Ness never met Siobhan Dowd, although they shared the same literary editor. But after Dowd's death from cancer, aged 47, in 2007 he was asked to take the idea she'd been developing for her fifth novel and write it himself.
The result was A Monster Calls, published in May 2011, the story of 13-year-old Conor who is coming to terms with his own mother's battle against cancer.
"I would normally say 'no' to turning someone else's idea into a book," admits Ness.
"But the idea was so strong and so vivid that I never felt like I was completely fabricating something she didn't want.
"There was just enough material to kick me off, and have the freedom to let the story live and breathe while also celebrating her idea."
The "monster" that calls on Conor is an ancient walking, talking yew tree. The significance of the yew becomes clear late in the story.
While the hardback release - with its stark and haunting illustrations by Jim Kay - is aimed at a young adult market, the book has also found an older audience.
Reader reviews suggest the book has left many moved to tears and emotionally drained.
"Adults actually have a tougher time than younger readers do," says Ness. "Adults have more experience of loss and more experience of the fear of loss.
"I hear from lots of young readers who love it and like being moved by it, but adult readers come up and say: 'This actually happened to someone I know.'"
The US-born author adds: "I hope it's not bleak for bleakness's sake. I think there's hope at the end. I think it's a healing kind of thing."
Ness will be discussing the novel at the Edinburgh International Book Festival later this month.
Third time lucky
Born on an army base in Virginia, Ness spent his early years in Hawaii, before moving with his family to Washington state.
He studied English Literature at the University of Southern California. He has lived in the UK since 1999. His debut novel was 2003's The Crash of Hennington.
In June 2011, Ness won the prestigious Carnegie Medal for his novel Monsters of Men. (Siobhan Dowd's Bog Child won in 2009). He accepted the award with an impassioned speech against cuts to library services.
It was third time lucky for Ness. Monsters of Men was the final book of the Chaos Walking trilogy. The first two novels - The Knife of Never Letting Go and The Ask and the Answer - were shortlisted for the Carnegie in 2009 and 2010.
The story is set in a world where private thoughts are audible. Ness was fascinated by the idea of "information overload" and how relevant it is to today.
"Our world - particularly for young people - is almost like that, with mobile phones and social networking sites.
"If you're 15 and you tell someone a secret they can put it up on Facebook. If you make a mistake someone films it on their mobile and puts it up on YouTube.
"When you're 15 you deserve privacy. I'm not a luddite. It's something to be entered into thoughtfully."

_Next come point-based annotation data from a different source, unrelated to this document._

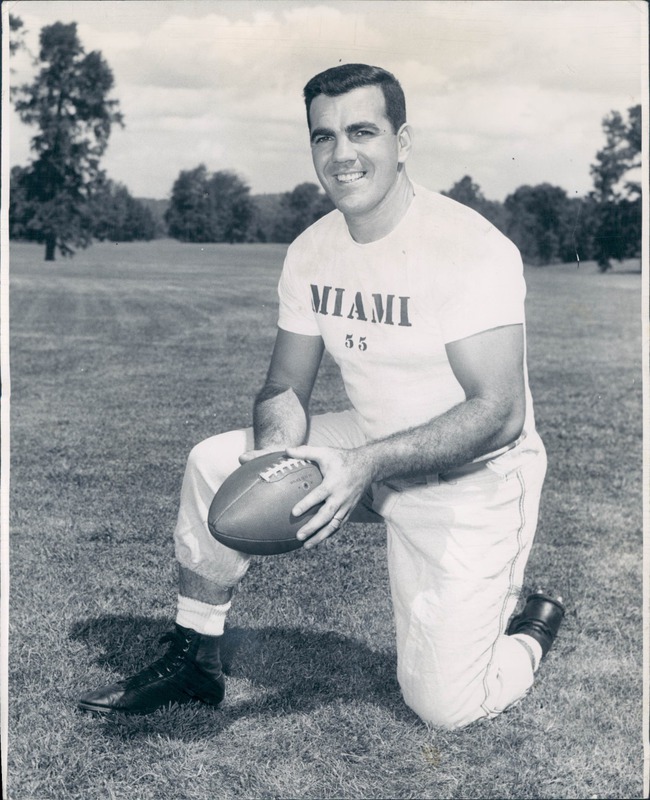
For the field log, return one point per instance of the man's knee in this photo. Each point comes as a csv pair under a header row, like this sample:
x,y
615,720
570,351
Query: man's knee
x,y
440,709
218,456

In his Carnegie speech, Ness recalled how the librarians of his childhood would sometimes let him "check out some eyebrow-raising books".
Ness names Jitterbug Perfume, Tom Robbins' comical philosophical fourth novel, published in 1984, as a particular favourite.

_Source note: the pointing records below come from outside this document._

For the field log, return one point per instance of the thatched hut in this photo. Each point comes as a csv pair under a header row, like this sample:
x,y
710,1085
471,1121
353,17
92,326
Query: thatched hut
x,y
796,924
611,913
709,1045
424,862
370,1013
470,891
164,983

"I read it when I was about 15," he says. "It was playful, and that was a revelation. I read it probably a dozen times in those years between 15 and 17 and I haven't read it since because I want it to sit forever in my teenage brain."
A Monster Calls was published in May in the UK, and is out in the US in September. Ness will be discussing A Monster Calls at the Edinburgh International Book Festival on Saturday 20 August.